La expresión de la juez nos habla de impotencia, de incomprensión, de desesperanza. Lo tiene tan cerca y sin embargo lo ve tan lejano que podríamos leer hasta sus pensamientos. Habrá tenido a muchos como él delante, habrá condenado a cientos de años a otros parecidos, pero su cara, en esta fotografía, nos grita repugnancia. Él, por su lado, juega, abre su inmensa mano para saludar, sus ojos miran con diversión, casi infantil, a sus amigos, les saca la lengua juguetón. Incluso llega más lejos: sus horas vacías en la prisión le han hecho decidirse a dar el paso y dejarse una mosca en el mentón: un signo de coquetería que seguramente jamás se hubiera permitido antes. Pero las cosas cambian y las exigencias de la banda son menos estrictas. Se sabe poderoso, sabe que le miran, que le admiran incluso; que le apoyan, que le quieren y le sostienen, haga ya lo que haga.

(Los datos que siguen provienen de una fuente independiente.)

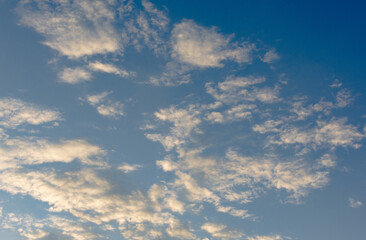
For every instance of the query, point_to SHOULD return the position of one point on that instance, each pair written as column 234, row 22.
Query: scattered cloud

En el otro lado del cristal, en el otro lado de la vida, están sus víctimas. Ellas habrán mirado esta foto como nos ha pasado a todos. La diferencia es que la punzada en el alma que ellos hayan sentido nunca se podrá comparar con nuestra repugnancia. Ninguna víctima, jamás, se ha tomado la justicia por su mano; ninguna ha decidido vengar esa sonrisa siniestra porque todas saben que hagan lo que hagan no lograrán volver a ver la mirada de la persona que les arrebataron.

Nos dicen que los etarras no tienen vuelta atrás. Nos han convencido de que jamás reconocerán su equivocación pero… ¿qué pensar de todas las personas de todas las edades que llenan las calles del País Vasco y les apoyan? Ahora que con sus votos han ganado muchos lugares de poder en las Instituciones democráticas, muchos queremos creer que su compromiso con la paz va a ser mayor pero: sigue siendo asombroso que apoyen esta sonrisa asesina; sigue siendo incomprensible.

Ya sé que no servirá de nada, pero por lo menos dejo hoy aquí mi apoyo, mi solidaridad y mi afecto a todas las personas que en algún momento de sus vidas han conocido la zarpa del terror y cuando vieron en el periódico esta fotografía se sintieron profundamente impotentes.